Après une décennie de révélations, le gouvernement australien avait finalement cédé en 2012 aux pressions et créé une Commission d'enquête royale sur les réponses institutionnelles aux crimes pédophiles.
Depuis 2013, elle a été contactée par plus de 15.000 personnes disant avoir été victimes de tels actes impliquant l'Eglise, des orphelinats, des clubs de sports, des écoles ou des organisations de jeunesse.
Plus de 4.000 institutions ont été mises en cause -dont de nombreuses entités catholiques- dans ces témoignages souvent très éprouvants lors d'auditions publiques ou à huis clos.
"Des dizaines de milliers d'enfants ont été victimes d'agressions sexuelles dans de nombreuses institutions australiennes. Nous n'en connaîtrons jamais le chiffre exact", indique vendredi dans son rapport final la Commission, qui fait des centaines de recommandations pour améliorer la sécurité des enfants et tenter d'empêcher les pédophiles d'agir.
"Quel que soit le nombre, c'est une tragédie nationale, perpétrée pendant des générations dans nombre d'institutions de confiance".
La Commission explique que des abus ont été commis dans presque tous les endroits où des enfants résidaient ou participaient à des activités éducatives, récréatives, sportives, religieuses ou culturelles.
'Difficile à comprendre'
Il ne s'agissait pas de quelques "pommes pourries", relève-t-elle. "Certaines institutions avaient de nombreux pédophiles qui agressaient de nombreux enfants".
"Les plus grandes institutions ont gravement manqué à leurs devoirs. Dans de nombreux cas, ces manquements ont été aggravés par une réponse manifestement inadaptée aux victimes".
"Le problème est tellement répandu, et la nature des crimes tellement odieuse, qu'il est difficile de le comprendre".
Plus de 2.500 signalements ont été faits à la police, et 230 enquêtes ouvertes.
Parmi les recommandations faites dans les 17 volumes du rapport, figure notamment l'obligation pour les prêtres de dénoncer les actes pédophiles qui leurs sont avoués dans le secret du confessionnal.
L'archevêque de Melbourne Denis Hart, président de la Conférence des évêques australiens, a présenté les excuses de l'Eglise pour son passé "honteux".

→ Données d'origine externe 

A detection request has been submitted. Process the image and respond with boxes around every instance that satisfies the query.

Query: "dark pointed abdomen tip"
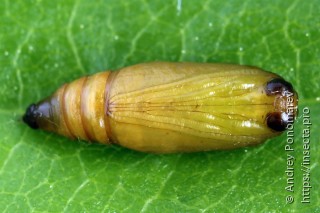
[22,104,39,129]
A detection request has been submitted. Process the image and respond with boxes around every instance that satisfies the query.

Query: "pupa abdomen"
[23,62,297,153]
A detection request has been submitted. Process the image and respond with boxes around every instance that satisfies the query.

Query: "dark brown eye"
[266,78,294,95]
[266,112,288,132]
[22,104,39,129]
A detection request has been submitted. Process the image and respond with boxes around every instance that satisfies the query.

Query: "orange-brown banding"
[104,72,118,143]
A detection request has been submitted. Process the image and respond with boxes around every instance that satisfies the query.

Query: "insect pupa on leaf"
[23,62,298,153]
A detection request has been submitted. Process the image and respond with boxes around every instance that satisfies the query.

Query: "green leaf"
[0,0,320,212]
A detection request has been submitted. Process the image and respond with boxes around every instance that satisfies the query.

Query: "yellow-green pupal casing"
[23,62,298,153]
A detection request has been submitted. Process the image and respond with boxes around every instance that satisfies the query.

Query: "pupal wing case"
[23,62,298,153]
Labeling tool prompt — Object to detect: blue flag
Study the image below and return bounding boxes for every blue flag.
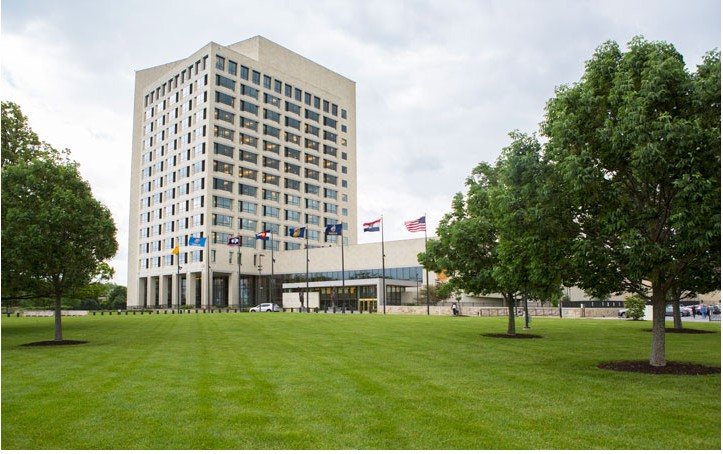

Mais, interrogé sur ce qu'il ferait s'il entendait en confession un homme reconnaître des actes pédophiles, M. Hart a dit qu'il ne violerait pas le secret de la confession.
"J'essaierais d'emmener cette personne en dehors du confessionnal, mais je ne briserais pas le secret", a-t-il dit lors d'une conférence de presse. "La sanction pour un prêtre violant le secret est l'excommunication".
Sept pour cent des religieux
Il a cependant ajouté qu'il lui refuserait l'absolution tant que cet homme ne se serait pas dénoncé aux autorités.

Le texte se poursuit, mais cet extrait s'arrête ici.